Encore une fois, voici le message que nous aimerions transmettre aux Alexander Haig, Jeane Kirkpatrick, Chester Crocker : 1) La guerre civile d'Angola est terminée [PAGE 95] depuis 1976 et le gouvernement de Luanda est le seul internationalement reconnu. 2) La Namibie est occupée illégalement par l'Afrique du Sud et son indépendance sera arrachée tôt ou tard par la SWAPO. 3) En Afrique du Sud il ne s'agit pas d'une question de blancs et de noirs mais de lutte contre un racisme institutionnalisé, contre un régime policier brutal où une minorité impose son pouvoir par la force, où la majorité est exclue de l'exercice normal de ses droits civiques, bref il s'agit de la lutte contre un Etat qui agit de manière tout à fait contraire aux idéaux que l'Amérique se targue de défendre en Pologne.

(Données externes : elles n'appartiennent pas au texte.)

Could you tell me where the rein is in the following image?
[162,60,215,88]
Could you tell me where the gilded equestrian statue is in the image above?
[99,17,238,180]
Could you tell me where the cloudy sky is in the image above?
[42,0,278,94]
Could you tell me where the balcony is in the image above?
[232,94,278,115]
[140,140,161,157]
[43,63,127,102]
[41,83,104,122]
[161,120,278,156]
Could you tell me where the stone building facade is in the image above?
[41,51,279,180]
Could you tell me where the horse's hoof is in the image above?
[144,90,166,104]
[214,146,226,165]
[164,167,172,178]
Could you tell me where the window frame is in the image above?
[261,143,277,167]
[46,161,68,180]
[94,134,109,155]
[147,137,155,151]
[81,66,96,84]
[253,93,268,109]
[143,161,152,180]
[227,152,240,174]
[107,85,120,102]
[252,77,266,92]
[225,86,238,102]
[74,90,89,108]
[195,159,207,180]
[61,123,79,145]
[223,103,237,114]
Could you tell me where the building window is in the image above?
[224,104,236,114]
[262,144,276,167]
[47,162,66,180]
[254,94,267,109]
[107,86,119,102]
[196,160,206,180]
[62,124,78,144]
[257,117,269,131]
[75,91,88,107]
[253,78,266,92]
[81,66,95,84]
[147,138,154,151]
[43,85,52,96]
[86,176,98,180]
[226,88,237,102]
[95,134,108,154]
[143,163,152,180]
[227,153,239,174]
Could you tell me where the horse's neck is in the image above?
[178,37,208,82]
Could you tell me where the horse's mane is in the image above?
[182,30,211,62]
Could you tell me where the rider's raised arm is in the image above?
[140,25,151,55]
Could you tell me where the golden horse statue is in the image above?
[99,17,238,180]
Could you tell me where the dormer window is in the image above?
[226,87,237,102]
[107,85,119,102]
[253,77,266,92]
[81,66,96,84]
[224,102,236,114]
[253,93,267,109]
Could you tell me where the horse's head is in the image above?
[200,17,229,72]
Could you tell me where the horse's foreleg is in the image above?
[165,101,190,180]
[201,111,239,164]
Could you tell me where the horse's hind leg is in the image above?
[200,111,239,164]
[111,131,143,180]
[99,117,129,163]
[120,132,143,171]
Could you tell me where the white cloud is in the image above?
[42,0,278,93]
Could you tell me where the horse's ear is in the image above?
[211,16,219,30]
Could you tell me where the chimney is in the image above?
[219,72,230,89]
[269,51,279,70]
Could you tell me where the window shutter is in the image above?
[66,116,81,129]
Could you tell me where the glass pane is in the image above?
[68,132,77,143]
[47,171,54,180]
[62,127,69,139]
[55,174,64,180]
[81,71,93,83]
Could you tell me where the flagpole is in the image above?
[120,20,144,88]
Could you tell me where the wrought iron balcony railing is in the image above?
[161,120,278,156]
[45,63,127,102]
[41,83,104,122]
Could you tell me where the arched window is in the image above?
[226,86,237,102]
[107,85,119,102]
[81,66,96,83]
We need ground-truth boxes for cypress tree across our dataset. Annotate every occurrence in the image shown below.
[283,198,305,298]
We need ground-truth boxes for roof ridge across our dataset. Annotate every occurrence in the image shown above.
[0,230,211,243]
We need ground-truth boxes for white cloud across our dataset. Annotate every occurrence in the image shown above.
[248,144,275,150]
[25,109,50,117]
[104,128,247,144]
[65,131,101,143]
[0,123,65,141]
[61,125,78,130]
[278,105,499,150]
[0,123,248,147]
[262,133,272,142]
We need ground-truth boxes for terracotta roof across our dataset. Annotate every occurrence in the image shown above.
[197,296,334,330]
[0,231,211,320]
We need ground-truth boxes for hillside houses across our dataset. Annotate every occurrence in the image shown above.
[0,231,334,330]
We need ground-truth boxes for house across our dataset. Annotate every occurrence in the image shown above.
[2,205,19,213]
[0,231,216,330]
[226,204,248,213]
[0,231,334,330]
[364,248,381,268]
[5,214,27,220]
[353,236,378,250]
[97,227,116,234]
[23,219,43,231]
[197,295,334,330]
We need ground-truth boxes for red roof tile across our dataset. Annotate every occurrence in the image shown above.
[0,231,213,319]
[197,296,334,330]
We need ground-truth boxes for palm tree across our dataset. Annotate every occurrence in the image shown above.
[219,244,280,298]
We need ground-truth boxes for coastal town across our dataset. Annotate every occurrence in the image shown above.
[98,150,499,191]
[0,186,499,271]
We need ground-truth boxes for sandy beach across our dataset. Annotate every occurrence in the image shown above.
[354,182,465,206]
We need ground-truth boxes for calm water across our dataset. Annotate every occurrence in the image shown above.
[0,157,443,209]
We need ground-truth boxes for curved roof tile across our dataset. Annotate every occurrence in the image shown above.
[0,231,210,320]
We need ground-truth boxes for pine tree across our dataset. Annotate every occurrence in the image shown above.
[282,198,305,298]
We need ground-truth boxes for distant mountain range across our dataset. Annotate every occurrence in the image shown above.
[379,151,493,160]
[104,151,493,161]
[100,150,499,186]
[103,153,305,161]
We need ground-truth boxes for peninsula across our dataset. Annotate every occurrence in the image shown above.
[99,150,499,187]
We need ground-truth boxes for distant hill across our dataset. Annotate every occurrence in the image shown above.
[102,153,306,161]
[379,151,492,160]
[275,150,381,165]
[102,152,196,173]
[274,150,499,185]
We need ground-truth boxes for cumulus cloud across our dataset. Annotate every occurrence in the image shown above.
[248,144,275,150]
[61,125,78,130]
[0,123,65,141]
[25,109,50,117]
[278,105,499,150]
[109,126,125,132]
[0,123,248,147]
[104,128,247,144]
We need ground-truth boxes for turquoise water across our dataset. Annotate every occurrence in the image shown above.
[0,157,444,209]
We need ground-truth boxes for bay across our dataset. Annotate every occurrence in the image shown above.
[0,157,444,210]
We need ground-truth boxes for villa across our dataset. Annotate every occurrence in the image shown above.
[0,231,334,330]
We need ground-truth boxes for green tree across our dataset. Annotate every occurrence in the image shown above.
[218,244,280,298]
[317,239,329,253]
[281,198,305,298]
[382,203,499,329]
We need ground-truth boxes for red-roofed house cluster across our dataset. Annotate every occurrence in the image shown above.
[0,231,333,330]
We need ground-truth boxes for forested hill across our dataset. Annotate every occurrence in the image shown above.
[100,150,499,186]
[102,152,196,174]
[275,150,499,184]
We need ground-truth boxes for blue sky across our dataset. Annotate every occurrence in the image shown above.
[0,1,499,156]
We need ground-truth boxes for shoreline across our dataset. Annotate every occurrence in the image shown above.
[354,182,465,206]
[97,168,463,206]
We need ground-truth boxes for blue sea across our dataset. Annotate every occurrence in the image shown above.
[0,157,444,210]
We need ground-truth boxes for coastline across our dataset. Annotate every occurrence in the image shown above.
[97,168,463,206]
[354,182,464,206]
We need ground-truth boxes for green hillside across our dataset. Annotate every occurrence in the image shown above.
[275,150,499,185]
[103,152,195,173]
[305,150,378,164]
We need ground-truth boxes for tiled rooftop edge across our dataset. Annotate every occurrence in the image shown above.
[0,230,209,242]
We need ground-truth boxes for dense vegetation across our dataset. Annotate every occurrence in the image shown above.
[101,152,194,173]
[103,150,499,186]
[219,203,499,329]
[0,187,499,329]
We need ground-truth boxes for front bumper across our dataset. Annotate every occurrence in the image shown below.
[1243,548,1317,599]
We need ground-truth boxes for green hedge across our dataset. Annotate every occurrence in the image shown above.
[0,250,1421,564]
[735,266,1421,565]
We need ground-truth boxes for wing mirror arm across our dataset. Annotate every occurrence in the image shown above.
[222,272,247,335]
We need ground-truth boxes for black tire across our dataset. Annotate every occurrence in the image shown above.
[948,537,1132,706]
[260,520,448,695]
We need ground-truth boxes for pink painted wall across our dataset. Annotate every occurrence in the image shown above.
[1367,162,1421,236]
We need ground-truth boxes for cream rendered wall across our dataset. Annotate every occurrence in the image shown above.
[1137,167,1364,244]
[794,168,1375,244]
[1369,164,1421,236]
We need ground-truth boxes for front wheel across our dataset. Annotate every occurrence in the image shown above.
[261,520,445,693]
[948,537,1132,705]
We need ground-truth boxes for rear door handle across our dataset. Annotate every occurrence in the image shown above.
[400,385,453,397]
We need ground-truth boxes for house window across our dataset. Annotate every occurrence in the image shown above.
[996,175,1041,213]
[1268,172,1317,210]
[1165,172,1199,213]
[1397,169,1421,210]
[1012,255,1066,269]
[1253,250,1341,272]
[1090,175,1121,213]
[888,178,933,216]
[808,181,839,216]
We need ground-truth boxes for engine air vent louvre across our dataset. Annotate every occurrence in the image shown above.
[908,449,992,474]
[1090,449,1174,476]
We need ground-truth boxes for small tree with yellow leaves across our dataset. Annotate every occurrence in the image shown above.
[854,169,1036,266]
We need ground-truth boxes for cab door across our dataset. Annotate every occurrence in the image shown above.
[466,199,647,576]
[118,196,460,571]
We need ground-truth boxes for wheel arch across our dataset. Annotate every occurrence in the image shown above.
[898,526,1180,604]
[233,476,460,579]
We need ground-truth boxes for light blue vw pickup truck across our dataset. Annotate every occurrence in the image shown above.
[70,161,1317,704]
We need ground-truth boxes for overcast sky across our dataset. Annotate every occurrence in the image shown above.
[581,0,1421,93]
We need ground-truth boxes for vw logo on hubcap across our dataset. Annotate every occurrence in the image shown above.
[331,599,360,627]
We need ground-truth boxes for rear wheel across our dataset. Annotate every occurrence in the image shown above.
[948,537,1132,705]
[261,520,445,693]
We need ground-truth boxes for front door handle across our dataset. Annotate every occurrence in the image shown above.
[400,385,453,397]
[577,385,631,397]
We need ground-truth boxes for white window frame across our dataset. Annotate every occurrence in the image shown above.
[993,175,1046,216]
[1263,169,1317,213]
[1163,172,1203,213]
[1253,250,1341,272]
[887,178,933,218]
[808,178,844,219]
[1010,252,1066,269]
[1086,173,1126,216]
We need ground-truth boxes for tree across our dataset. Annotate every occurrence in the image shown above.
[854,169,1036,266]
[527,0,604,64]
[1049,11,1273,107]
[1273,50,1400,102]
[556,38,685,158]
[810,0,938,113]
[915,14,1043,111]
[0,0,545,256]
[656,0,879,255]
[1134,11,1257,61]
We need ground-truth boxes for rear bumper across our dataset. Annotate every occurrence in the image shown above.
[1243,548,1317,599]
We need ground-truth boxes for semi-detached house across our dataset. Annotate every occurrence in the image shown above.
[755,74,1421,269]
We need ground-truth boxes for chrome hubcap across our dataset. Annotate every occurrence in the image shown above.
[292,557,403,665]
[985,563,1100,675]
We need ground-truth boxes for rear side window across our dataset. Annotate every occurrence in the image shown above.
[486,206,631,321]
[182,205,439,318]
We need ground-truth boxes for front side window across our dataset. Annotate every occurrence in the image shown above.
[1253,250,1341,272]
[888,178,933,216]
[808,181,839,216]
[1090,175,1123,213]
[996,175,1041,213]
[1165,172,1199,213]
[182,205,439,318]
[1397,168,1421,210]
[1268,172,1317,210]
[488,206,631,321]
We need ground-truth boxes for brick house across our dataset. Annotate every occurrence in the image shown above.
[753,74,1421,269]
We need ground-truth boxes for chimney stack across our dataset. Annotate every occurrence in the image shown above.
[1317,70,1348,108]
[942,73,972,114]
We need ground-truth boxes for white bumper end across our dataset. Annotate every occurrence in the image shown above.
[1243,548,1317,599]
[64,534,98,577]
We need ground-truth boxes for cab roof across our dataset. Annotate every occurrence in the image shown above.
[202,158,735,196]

Le général de Gaulle disait qu'un Etat n'avait pas d'amis mais des intérêts et lorsqu'après l'unification de l'Italie en 1839 on demandait à Cavour de définir sa politique vis-à-vis des Etats qui avaient aidé à cette unification, ce dernier répondit : « Etonner le monde par notre ingratitude. » Ceci pour dire qu'un Etat n'a ni ami ni ennemi mais que ses alliances ne dépendent que des circonstances fluctuantes de la politique internationale, la ligne constante étant la sauvegarde de ses intérêts. L'histoire récente nous fournit pas mal d'exemples, le dernier étant la guerre entre la Chine et le Vietnam, deux Etats longtemps unis par « l'internationalisme prolétarien ». Ce n'est que lorsque les Etats-Unis se trouveront de nouveau du côté des combattants pour la liberté, c'est-à-dire du côté des azaniens et des namibiens qui luttent pour leur indépendance que les Africains seront de nouveau heureux de leur proclamer leur amitié et leur respect. Pour le moment, il semble qu'après un an de pouvoir, le président Reagan a déjà raté son début africain. Et il est à craindre qu'il ne soit pas capable de redresser la barre comme nous le souhaitons tous, nous amis de l'Amérique.

Emmanuel BOUNDZÉKI DONGALA


[1] Africa Report May-June, 1981.

[2] The Guardian Weekly, 6 sept. 1981.

[3] The New York Times, 16 août 1981.

[4] Actuellement, le dollar vaut environ 300 FCFA.